There is no other week in the Christian calendar that brings us from the highs of Palm Sunday to the darkness of Maundy Thursday to the depths of Good Friday and back to the pinnacle of Easter Sunday. It’s a bit of a roller coaster ride! And as a congregation, we embody and relive some of that raucous and then solemn and then joyful journey.
Palm Sunday was jubilant at Plymouth, including the most vigorous palm-frond waving I’ve ever seen! But it doesn’t really work in a narrative sense to skip right from Palm Sunday to Easter Sunday. This isn’t a week without deep intimacy and tragedy, and to miss that is to diminish the capital-M Mystery of Easter. As is often said, we cannot have Easter’s resurrection without Good Friday’s crucifixion.
My son Chris’s favorite service of the year is the Maundy Thursday Tenebrae service, which demonstrates the shadowy nature of the Last Supper and crucifixion. Many young people “get” the drama of this service, and this year Brooklyn McBride will gather our youngest worshippers and supply them with glowsticks! Our hard-working deacons arrange a simple soup supper at 6:15 in advance of the 7:00 service. (So sorry that snow and frigid temperatures caused us to cancel the Ash Wednesday soup supper!) Join us for this service that will help all of us understand, in both a cerebral and an affective way, the final steps in Jesus’ ministry.
Good Friday is the day of tragedy for Christians. (Even the New York Stock Exchange stops trading for the day!) And we are providing a midday opportunity for you to join us at Plymouth at 12:15 for a program of organ music, spoken word, and quiet meditation. It is a service that helps us as worshipers to feel and acknowledge a small part of the depths of human tragedy.
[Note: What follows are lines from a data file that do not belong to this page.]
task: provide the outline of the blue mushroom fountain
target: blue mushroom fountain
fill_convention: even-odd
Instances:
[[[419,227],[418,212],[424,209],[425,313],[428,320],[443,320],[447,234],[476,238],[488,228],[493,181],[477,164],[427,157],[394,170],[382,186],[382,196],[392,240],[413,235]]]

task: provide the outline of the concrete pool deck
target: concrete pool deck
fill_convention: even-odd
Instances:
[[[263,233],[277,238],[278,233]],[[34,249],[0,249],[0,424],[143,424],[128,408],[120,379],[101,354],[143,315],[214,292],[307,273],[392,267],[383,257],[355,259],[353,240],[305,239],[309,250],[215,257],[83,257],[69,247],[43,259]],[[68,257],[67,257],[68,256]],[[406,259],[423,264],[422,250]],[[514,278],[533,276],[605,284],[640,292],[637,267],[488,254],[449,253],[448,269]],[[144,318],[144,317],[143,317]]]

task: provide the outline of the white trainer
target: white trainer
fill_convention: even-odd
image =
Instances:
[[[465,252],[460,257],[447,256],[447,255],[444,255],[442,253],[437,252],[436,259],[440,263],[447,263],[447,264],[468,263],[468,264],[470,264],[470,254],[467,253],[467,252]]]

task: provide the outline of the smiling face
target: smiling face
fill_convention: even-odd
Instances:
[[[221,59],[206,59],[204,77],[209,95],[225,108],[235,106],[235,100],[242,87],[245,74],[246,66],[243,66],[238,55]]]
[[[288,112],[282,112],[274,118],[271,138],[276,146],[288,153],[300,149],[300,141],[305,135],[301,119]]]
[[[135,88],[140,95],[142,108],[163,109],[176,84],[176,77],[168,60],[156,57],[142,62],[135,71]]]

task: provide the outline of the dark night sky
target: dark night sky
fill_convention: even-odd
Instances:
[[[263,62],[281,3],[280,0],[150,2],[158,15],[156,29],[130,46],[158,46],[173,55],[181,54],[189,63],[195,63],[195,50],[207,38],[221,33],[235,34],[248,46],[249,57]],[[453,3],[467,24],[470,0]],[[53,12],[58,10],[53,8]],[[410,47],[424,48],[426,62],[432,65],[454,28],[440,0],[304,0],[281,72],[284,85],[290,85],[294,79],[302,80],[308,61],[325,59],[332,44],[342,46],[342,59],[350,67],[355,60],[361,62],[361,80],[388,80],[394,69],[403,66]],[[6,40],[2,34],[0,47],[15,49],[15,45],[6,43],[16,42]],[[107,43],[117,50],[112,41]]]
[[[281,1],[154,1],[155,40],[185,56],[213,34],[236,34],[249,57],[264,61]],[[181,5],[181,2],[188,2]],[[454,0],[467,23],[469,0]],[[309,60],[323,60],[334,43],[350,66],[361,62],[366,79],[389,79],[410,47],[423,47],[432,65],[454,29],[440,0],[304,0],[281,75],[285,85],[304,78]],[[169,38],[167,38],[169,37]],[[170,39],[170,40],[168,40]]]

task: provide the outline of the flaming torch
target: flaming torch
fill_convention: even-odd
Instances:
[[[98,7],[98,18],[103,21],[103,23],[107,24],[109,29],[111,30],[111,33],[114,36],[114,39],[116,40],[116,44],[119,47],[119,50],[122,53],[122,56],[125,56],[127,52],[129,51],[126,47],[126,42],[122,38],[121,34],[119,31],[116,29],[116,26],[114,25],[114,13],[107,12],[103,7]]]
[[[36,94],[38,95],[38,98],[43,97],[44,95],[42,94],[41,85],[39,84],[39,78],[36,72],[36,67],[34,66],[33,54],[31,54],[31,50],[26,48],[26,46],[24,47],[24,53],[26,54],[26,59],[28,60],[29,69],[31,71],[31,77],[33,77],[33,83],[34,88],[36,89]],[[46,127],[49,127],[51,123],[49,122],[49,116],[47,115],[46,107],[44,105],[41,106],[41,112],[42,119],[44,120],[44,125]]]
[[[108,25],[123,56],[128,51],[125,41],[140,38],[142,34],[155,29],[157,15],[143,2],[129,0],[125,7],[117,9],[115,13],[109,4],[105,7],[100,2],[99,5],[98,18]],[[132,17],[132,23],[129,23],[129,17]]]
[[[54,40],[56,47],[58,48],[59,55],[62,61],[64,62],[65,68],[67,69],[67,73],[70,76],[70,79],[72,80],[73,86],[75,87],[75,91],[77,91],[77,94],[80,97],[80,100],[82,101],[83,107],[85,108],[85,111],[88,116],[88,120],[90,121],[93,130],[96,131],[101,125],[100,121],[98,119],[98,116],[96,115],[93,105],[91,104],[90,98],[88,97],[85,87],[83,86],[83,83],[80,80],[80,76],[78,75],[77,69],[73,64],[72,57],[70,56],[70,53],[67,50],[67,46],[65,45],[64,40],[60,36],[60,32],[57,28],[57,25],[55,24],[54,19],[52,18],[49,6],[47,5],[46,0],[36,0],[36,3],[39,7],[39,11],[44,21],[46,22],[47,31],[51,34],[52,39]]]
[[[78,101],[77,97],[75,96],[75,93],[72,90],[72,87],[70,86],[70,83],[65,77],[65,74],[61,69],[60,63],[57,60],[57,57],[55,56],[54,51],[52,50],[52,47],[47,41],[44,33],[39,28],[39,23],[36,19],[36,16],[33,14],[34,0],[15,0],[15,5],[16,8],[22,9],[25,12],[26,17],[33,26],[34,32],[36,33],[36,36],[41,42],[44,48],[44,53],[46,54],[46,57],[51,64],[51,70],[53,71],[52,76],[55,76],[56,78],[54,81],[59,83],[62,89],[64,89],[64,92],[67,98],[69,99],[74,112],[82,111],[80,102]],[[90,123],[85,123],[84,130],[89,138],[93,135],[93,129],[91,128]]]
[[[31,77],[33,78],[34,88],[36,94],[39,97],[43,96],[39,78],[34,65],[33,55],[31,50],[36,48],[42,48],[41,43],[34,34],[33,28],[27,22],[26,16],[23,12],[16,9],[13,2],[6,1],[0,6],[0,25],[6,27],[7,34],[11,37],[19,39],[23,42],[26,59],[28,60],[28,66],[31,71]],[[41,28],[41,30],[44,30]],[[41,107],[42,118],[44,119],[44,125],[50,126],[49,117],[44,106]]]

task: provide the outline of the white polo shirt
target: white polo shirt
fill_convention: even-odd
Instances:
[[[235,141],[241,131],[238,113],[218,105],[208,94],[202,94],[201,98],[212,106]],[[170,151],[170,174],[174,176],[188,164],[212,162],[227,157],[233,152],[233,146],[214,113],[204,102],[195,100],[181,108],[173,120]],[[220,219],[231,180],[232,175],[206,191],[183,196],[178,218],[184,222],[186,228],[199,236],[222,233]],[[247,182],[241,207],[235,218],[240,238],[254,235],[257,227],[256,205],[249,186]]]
Easter Sunday at Plymouth reflects the triumph of God’s YES to life, of God’s realm over empire, of love over violence. Our worship embodies this with glorious hymns and alleluias, brass and timpani, abundant flowers, and a celebration of the resurrection. Easter Sunday at Plymouth also means cinnamon rolls from the Silver Grill at 10:00 and an Easter Egg Hunt at the same time. (Did you know that blown Easter eggs reflect the empty tomb and that an Easter egg roll is emblematic of rolling the stone away from the tomb?) I would strongly recommend arriving early for either the 9:00 or 11:00 service. It’s also a great Sunday to invite a friend to church, someone who might need the gift of Plymouth in their lives.
For me, Easter has a special meaning this year. We all have lived through the shadows and depths of the pandemic, and it seems that as a world and as a congregation, we finally are experiencing resurrection. As Paul intimates, it is with a somewhat different body. The world is not exactly the same as it was three years ago, nor is Plymouth the same as it was before Covid. But we are here to testify to its resurrection.
P.S We are “mask-friendly” at Plymouth, so you are welcome to wear a mask but are not required to do so.
P.P.S. You can find the livestreams (and recordings) of the midweek services on our Holy Week & Easter page.